The prompt structure that worked best follows a few rules: provide the schema, give a clear instruction, demand a specific output format, and show one example:


def build_prompt(question: str, schema: str) -> str:
    return f"""You are a SQL expert. Given the following database schema, write a SQL query that answers the user's question.

SCHEMA:
{schema}

RULES:
- Return ONLY the SQL query, no explanation.
- Wrap the SQL in <sql> tags.
- Use only table and column names that appear in the schema above.
- Prefer simple queries over complex ones.

EXAMPLE:
Question: How many users signed up last month?
<sql>SELECT COUNT(*) FROM users WHERE created_at >= DATE_TRUNC('month', NOW() - INTERVAL '1 month') AND created_at < DATE_TRUNC('month', NOW());</sql>

Question: {question}
"""

The `<sql>` tags make extraction trivial and reliable:


import re

def extract_sql(response_text: str) -> str:
    match = re.search(r"<sql>(.*?)</sql>", response_text, re.DOTALL)
    if not match:
        raise ValueError("LLM did not return SQL in expected format")
    return match.group(1).strip()

> SQL Validation Before Execution


Never execute LLM-generated SQL without validation. We use SQLAlchemy's text() with a dry-run explain:


def validate_sql(database_url: str, sql: str) -> None:
    engine = sqlalchemy.create_engine(database_url)
    with engine.connect() as conn:
        conn.execute(sqlalchemy.text(f"EXPLAIN {sql}"))
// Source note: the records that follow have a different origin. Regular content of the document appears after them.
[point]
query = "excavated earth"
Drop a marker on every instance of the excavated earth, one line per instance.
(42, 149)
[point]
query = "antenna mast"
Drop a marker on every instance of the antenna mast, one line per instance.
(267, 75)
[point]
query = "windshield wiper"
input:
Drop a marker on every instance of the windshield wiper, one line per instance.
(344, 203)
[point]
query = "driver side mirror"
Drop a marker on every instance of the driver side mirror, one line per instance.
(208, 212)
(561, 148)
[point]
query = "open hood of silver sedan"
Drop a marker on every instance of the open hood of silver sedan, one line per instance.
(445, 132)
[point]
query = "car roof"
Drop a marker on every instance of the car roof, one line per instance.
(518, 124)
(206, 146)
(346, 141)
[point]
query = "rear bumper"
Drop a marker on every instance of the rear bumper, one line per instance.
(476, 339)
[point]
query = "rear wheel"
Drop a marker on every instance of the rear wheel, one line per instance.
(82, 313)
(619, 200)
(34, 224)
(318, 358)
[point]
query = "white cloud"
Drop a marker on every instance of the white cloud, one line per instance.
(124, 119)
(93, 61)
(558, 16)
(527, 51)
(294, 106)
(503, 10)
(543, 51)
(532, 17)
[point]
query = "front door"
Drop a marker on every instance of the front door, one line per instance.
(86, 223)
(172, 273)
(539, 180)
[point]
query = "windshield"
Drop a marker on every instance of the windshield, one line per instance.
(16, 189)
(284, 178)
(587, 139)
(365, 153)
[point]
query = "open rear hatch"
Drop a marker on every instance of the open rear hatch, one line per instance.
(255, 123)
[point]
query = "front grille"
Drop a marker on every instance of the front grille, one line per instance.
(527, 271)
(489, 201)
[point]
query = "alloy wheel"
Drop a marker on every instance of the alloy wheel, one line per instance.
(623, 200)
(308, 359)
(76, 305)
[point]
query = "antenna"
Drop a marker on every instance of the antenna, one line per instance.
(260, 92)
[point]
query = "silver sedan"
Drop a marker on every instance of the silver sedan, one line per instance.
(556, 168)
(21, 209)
This catches hallucinated table names before they hit production data.


> Executing and Returning Results


def execute_sql(database_url: str, sql: str) -> list[dict]:
    validate_sql(database_url, sql)
    engine = sqlalchemy.create_engine(database_url)
    with engine.connect() as conn:
        result = conn.execute(sqlalchemy.text(sql))
        return [dict(row._mapping) for row in result.fetchall()]

> Results on a Sample Dataset


Testing TextQL on a 10-table e-commerce database with 50 natural language questions:


  • **Correct SQL generated**: 82%
  • **Schema hallucination rate**: 4% (down from 31% without schema injection)
  • **Average response time**: 1.1s (Gemini Flash)

The 18% failure cases were mostly ambiguous questions where even a human would need clarification.


> Lessons Learned


  1. **Schema injection is the single most impactful prompt technique** for text-to-SQL.
  2. **Structured output tags** (`<sql>`) are more reliable than asking the model to "only output SQL".
  3. **Always validate before executing** — an `EXPLAIN` is cheap; a bad query on production data is not.
  4. **Short, fast models often outperform larger ones** for well-structured prompts — Gemini Flash matched Flash 1.5 Pro on this task.

TextQL is open source under org45. Contributions welcome.